Wouter schrijft
Mijn grote inspiratiebronnen zijn Hans Dorrestijn, Willem Wilmink, Jeroen van Merwijk en drs. P. Van de laatste 3 hoef ik niet meer te vrezen dat ze mij onverwachts met een dijk van een lied omver blazen. Alleen Hans Dorrestijn is
een taaie en ondanks zijn eerbiedwaardige leeftijd nog messcherp. Mij past grote bescheidenheid ten opzichte van dit gezelschap.

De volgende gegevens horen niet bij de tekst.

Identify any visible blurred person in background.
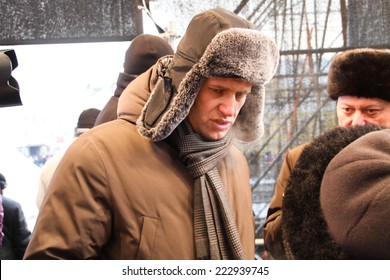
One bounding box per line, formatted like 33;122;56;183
263;48;390;259
35;108;100;209
0;173;31;260
25;8;279;260
95;34;173;126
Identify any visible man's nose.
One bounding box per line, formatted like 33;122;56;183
352;110;367;126
219;97;236;117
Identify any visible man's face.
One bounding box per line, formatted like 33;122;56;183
187;77;252;140
337;96;390;128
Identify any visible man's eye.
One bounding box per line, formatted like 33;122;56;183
367;109;379;115
211;88;223;94
236;92;248;100
342;108;353;114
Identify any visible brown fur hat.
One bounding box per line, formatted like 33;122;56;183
320;129;390;260
328;48;390;101
137;8;279;142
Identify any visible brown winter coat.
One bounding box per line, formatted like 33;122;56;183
263;143;307;259
25;66;254;259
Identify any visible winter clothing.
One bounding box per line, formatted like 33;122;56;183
281;125;381;259
95;34;173;126
328;48;390;101
263;48;390;259
0;173;7;190
0;196;31;260
25;8;273;259
320;129;390;260
75;108;100;136
0;173;7;247
137;17;279;142
263;143;308;260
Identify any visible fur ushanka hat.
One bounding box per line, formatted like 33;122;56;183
328;48;390;101
320;129;390;260
282;125;383;260
137;8;279;142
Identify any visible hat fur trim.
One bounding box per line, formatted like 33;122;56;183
137;28;279;142
328;48;390;101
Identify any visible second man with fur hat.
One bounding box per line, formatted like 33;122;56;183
264;48;390;259
25;8;279;260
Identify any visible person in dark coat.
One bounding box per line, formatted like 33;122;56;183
282;125;390;260
263;48;390;259
0;174;31;260
95;34;173;126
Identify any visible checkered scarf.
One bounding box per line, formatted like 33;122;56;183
175;120;245;260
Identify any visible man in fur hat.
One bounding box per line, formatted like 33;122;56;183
282;125;390;260
263;48;390;259
25;8;279;259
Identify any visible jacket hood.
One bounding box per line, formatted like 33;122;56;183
137;8;279;142
282;125;382;260
116;67;154;124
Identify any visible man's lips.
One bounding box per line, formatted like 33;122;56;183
212;119;232;130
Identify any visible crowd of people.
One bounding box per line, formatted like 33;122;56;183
0;8;390;260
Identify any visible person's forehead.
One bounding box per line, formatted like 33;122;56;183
337;95;390;107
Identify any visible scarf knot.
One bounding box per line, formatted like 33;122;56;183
175;120;245;259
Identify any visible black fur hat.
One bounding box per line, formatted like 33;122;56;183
282;125;382;260
328;48;390;101
320;129;390;260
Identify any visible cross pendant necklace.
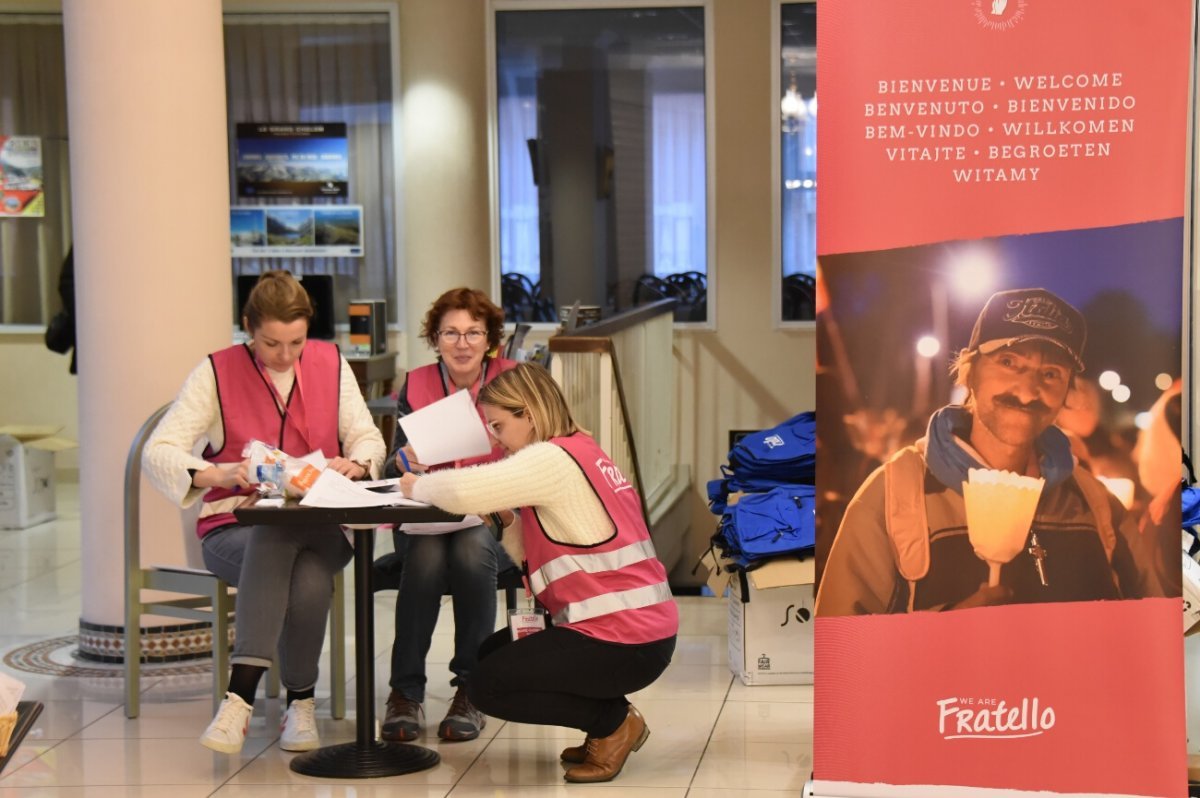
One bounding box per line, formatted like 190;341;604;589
1025;532;1050;587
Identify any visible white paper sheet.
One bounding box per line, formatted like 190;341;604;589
359;476;400;493
300;468;428;508
400;515;484;535
400;391;492;466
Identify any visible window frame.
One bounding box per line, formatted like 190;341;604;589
485;0;715;332
770;0;821;330
221;0;408;335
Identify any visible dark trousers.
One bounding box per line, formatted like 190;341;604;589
468;626;676;737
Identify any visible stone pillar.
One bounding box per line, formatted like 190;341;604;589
62;0;232;653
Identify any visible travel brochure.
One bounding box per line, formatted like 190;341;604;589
229;205;362;258
0;136;46;217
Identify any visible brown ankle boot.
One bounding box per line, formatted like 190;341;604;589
558;737;592;764
563;704;650;781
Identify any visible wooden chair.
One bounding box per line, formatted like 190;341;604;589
125;403;346;719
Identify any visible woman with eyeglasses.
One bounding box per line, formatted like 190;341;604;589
380;288;516;742
400;364;679;782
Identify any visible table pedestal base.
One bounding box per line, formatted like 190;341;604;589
292;740;442;779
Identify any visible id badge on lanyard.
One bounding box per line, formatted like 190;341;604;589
509;580;546;640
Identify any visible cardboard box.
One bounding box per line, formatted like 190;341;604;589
730;559;816;685
0;425;76;529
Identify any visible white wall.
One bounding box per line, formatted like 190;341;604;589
0;0;815;581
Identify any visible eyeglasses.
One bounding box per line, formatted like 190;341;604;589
438;330;487;346
487;408;524;438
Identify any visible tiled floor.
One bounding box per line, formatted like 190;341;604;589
0;485;812;798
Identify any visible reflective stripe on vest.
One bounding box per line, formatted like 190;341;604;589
529;539;655;595
553;582;672;625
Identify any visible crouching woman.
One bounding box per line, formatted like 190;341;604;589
401;364;679;781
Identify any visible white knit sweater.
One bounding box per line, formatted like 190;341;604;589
142;358;386;508
413;443;613;563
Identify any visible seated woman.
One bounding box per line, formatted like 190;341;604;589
144;271;385;754
401;364;679;781
380;288;516;740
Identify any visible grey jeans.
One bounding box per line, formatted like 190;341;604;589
200;526;354;690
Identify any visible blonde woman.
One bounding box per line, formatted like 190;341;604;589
401;364;679;781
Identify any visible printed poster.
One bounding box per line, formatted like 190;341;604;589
0;136;46;217
236;122;350;197
229;205;362;258
814;0;1193;798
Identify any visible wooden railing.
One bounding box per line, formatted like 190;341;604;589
550;299;690;570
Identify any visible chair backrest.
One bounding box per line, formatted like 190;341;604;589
179;502;208;570
125;402;170;584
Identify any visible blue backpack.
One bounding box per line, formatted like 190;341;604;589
713;485;816;569
708;412;816;515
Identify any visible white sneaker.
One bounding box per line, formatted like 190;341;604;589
280;698;320;751
200;692;254;754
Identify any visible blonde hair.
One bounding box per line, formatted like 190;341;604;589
479;362;587;442
241;269;314;334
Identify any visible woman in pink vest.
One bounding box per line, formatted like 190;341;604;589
380;288;516;740
144;271;385;754
401;364;679;781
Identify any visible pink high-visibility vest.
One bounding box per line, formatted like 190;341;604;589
521;432;679;643
196;340;342;538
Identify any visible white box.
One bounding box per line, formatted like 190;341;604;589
730;571;816;685
0;427;74;529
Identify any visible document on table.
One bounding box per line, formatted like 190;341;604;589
300;468;428;508
400;515;484;535
400;391;492;466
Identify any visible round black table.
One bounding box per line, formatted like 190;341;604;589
234;498;462;779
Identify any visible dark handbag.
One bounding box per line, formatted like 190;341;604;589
46;311;74;355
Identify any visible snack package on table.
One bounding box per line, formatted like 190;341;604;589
241;440;326;497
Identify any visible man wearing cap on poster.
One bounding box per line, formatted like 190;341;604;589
817;288;1150;616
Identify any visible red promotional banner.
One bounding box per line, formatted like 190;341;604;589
817;0;1192;253
814;0;1193;798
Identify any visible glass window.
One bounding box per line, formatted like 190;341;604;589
496;7;708;322
0;14;71;326
779;2;817;322
224;13;400;323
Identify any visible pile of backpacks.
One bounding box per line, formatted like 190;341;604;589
708;413;816;570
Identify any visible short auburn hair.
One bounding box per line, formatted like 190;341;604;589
241;269;314;335
421;287;504;352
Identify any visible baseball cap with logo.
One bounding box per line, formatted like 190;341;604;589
967;288;1087;371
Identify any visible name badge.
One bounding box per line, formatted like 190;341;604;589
509;607;546;640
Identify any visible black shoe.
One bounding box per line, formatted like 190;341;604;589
379;690;427;743
438;685;487;743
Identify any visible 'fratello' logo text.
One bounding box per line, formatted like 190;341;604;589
937;698;1056;740
971;0;1027;31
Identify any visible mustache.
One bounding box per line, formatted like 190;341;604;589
991;394;1050;413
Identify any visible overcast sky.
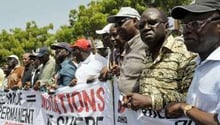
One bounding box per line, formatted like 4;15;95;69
0;0;91;31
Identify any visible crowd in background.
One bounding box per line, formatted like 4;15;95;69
0;0;220;125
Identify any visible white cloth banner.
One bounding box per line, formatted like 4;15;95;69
42;82;113;125
114;76;195;125
0;80;195;125
0;90;45;125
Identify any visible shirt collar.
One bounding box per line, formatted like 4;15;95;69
82;53;93;64
160;35;178;52
196;47;220;64
127;33;140;46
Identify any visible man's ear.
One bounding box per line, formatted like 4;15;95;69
217;24;220;33
133;19;139;29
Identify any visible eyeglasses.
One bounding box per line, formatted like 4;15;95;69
116;18;132;26
182;16;220;32
138;20;165;29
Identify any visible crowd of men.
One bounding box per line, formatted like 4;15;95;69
2;0;220;125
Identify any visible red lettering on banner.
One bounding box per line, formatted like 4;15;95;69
41;87;105;114
96;87;105;111
41;95;61;114
82;89;96;112
66;93;74;112
57;94;67;113
72;92;84;112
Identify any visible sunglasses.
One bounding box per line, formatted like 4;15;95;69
116;18;132;26
181;16;220;32
138;20;166;29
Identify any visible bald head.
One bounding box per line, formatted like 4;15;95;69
141;8;168;22
22;53;31;67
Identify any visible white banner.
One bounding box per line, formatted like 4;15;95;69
0;90;44;125
114;77;195;125
0;81;194;125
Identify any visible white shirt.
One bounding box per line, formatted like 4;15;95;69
186;47;220;120
75;53;107;84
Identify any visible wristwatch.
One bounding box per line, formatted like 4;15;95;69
183;104;193;116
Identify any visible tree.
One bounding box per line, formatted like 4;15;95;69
0;21;54;63
69;0;191;39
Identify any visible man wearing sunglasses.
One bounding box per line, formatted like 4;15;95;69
122;8;195;117
107;7;146;94
166;0;220;125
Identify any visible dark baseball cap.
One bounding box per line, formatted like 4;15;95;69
36;46;50;57
51;42;72;52
171;0;220;19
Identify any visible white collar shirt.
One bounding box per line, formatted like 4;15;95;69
75;53;107;84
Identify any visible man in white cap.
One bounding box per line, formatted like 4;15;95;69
6;55;24;89
167;0;220;125
107;7;146;94
96;23;114;51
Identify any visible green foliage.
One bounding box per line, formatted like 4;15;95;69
69;0;191;39
0;0;191;63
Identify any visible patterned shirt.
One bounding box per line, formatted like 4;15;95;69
140;35;196;110
118;34;147;94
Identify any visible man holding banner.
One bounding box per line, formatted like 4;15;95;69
167;0;220;125
122;8;195;124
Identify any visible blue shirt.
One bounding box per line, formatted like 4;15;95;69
57;59;77;86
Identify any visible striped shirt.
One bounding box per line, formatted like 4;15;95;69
140;35;196;110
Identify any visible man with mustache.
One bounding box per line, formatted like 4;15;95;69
125;8;195;111
167;0;220;125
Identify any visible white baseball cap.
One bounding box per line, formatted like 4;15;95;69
107;7;141;23
95;23;113;35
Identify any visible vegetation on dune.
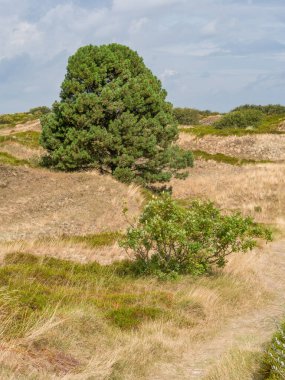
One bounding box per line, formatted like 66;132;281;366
180;114;285;137
0;249;268;379
0;106;50;128
263;322;285;380
121;193;271;275
214;109;263;129
231;104;285;116
192;150;270;166
41;44;192;183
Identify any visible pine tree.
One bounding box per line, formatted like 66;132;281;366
41;44;192;183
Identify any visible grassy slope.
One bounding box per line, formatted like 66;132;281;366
192;150;270;165
180;115;285;137
0;253;266;379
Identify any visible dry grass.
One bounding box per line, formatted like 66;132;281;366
0;245;269;380
178;133;285;161
0;237;126;265
171;161;285;225
0;166;143;241
204;345;262;380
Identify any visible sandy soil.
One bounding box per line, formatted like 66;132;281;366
0;166;142;240
179;133;285;161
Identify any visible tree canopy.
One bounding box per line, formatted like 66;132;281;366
41;44;192;183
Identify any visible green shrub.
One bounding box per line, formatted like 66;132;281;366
118;193;271;274
214;109;263;129
173;108;200;125
41;44;192;183
231;104;285;115
263;322;285;380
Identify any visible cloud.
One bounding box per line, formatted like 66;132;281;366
112;0;186;12
159;69;178;80
0;0;285;112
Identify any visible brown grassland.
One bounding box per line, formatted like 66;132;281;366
0;123;285;380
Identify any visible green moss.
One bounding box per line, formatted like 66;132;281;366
0;131;40;148
107;306;162;329
0;253;185;337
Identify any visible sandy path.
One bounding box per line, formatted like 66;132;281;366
0;120;41;136
149;240;285;380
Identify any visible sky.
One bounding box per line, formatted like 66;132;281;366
0;0;285;113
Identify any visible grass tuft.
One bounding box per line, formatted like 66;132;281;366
180;115;285;137
192;150;271;166
0;152;31;166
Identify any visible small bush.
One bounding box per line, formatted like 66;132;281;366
121;193;271;276
214;109;263;129
263;322;285;380
173;108;200;125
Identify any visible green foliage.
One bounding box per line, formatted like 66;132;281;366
121;194;271;275
0;253;203;338
41;44;192;183
180;115;284;137
173;108;200;125
107;306;162;330
231;104;285;115
263;322;285;380
214;109;263;129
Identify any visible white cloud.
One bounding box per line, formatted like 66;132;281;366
159;69;178;80
113;0;186;12
201;20;217;36
0;0;285;112
129;17;148;34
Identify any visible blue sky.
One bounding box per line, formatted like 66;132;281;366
0;0;285;113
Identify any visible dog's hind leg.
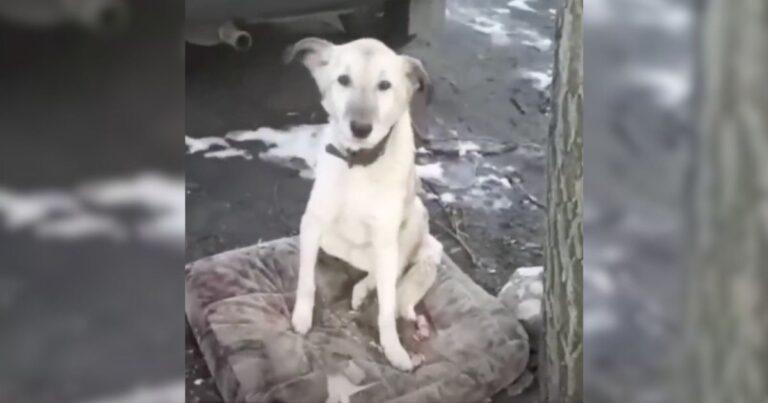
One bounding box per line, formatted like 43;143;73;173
352;273;376;311
397;233;443;327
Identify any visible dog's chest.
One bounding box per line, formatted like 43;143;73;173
329;175;387;246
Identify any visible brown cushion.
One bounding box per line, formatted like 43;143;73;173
186;238;528;403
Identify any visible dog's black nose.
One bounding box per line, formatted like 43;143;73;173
349;120;373;139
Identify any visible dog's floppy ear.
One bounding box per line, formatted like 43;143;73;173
402;55;432;103
283;38;333;72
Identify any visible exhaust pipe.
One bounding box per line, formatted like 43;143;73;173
219;21;253;52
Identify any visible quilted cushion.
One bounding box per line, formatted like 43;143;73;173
186;238;528;403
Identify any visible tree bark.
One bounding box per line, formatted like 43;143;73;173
678;0;768;403
540;0;584;403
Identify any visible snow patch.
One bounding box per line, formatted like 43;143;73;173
583;308;618;335
515;299;541;320
507;0;536;13
625;67;692;108
446;7;510;46
515;266;544;277
184;136;252;160
440;193;456;204
0;172;185;248
416;162;445;181
225;124;327;178
514;28;552;52
521;70;552;91
184;136;229;154
203;148;253;160
82;379;184;403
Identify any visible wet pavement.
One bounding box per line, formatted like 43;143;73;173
186;0;559;402
584;0;697;403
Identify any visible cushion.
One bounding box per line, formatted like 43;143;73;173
185;238;529;403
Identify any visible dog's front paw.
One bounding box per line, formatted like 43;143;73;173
291;300;312;335
384;345;413;372
352;282;369;311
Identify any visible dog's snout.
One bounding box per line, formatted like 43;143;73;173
349;120;373;139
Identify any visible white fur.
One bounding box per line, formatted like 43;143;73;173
292;39;442;371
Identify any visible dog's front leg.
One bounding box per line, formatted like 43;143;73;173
372;225;413;371
291;212;322;334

Ik probeer een dichtbundel te maken met niet al te zware verzen. De titel weet ik al: Lucky Strike.
Ik zal af en toe een versje, gedichtje of liedtekst op deze website plaatsen, hieronder alvast een voorproefje. Ik zou het leuk vinden om van lezers commentaar te krijgen.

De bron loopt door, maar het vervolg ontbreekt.